You visit any page (in theory) on the msdn site (including the longhorn sdk) and you get an annotations window on the bottom. This allows you to add your own comments. Nice. The cool thing is, you get to see other users annotations as well. These annotations are not stored in a local .ann file, no they are stored on the Microsoft site.

Maybe you don't want other people to see your goofy code snippets. Fortunately you can subscribe to your own feeds - so long as they are exposed as an RSS, like say - this blog. If you want to make an entry to a page your visiting, simple paste in the URL to your blog entry (like so: http://longhorn.msdn.microsoft.com/lhsdk/ref/ns/microsoft.build.buildengine/c/target/target.aspx).
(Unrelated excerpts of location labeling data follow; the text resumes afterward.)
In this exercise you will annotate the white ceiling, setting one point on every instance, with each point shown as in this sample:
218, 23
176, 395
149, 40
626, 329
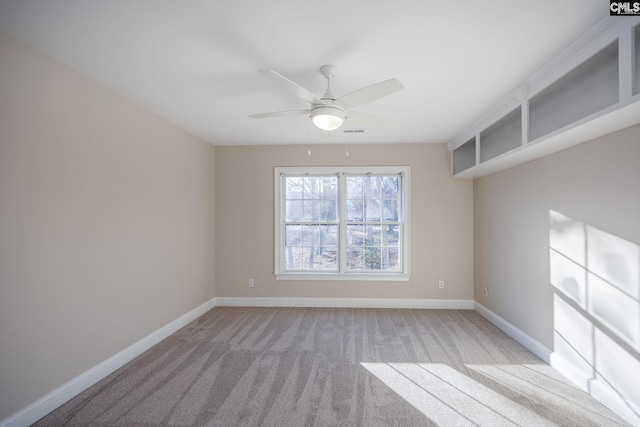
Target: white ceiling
195, 62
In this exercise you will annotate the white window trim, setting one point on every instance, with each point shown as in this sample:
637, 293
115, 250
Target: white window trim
404, 275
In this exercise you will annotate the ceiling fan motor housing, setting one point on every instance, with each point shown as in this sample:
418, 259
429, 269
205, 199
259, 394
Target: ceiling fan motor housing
327, 117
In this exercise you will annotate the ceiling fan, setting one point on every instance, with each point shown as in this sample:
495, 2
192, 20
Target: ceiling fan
329, 112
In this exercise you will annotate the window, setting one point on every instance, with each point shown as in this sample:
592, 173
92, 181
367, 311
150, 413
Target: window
344, 223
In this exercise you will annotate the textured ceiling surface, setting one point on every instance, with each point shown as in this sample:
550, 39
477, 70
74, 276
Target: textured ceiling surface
195, 63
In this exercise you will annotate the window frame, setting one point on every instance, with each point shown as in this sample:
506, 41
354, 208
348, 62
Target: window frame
342, 172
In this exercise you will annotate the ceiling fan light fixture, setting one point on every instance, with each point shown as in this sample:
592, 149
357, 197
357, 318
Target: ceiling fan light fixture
327, 118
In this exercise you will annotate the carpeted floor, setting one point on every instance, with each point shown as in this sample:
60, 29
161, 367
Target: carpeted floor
334, 367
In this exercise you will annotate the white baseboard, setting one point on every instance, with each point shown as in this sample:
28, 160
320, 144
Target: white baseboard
597, 388
46, 404
584, 380
346, 303
531, 344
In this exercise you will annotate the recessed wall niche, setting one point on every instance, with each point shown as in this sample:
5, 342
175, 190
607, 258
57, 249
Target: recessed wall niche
636, 63
464, 157
502, 136
587, 89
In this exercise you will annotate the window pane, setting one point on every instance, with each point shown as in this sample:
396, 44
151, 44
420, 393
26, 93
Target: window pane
391, 235
354, 187
355, 209
310, 209
390, 211
294, 188
372, 187
293, 210
329, 188
390, 187
293, 235
328, 210
373, 210
311, 206
311, 247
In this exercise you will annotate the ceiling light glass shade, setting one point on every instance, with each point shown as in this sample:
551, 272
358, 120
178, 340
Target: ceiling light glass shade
327, 118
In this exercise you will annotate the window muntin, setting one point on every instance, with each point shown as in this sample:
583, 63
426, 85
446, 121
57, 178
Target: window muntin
342, 223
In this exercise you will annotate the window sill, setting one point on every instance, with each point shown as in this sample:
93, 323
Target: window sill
363, 277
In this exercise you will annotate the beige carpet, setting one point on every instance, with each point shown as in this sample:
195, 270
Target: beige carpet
334, 367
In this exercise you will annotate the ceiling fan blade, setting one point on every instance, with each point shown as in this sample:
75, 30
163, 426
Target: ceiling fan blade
369, 119
279, 113
370, 93
291, 87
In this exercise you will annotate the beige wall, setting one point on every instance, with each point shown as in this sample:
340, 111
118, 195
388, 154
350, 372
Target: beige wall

The annotation service allows you to subscribe to a feed. While you are looking at a given page - like the one above, if the subscribed feed contains an URL to that page, then presto it shows up as an annotation. Very cool.  The stipulation here is that in the RSS XML feed, the tag has to contain an anchor with that URL.

So does MS listen to your subscribed feeds? No, that's what the small utility plug in is for. It's done on the client.

Yet another creative use of RSS. I'm also told that the MS provided annotations also are scraped from newsgroups.

Sparkle to kill Flash? I think not.

Mary Jo Foley speculates that Avalon is a Macromedia “Flash Killer”.

So I guess that would mean MS is going to extract out the Avalon Graphics subsystem from Longhorn, including the WinFx/.NET Framework which is the API to it, all into a handy dandy ActiveX “Avalon Player“ control and we can all embed that in our web pages. That's cool. I guess that will also mean that MS will back port this to Windows 98, Windows ME, and Mac OS 9.x

Maybe that article should have been posted on slashdot.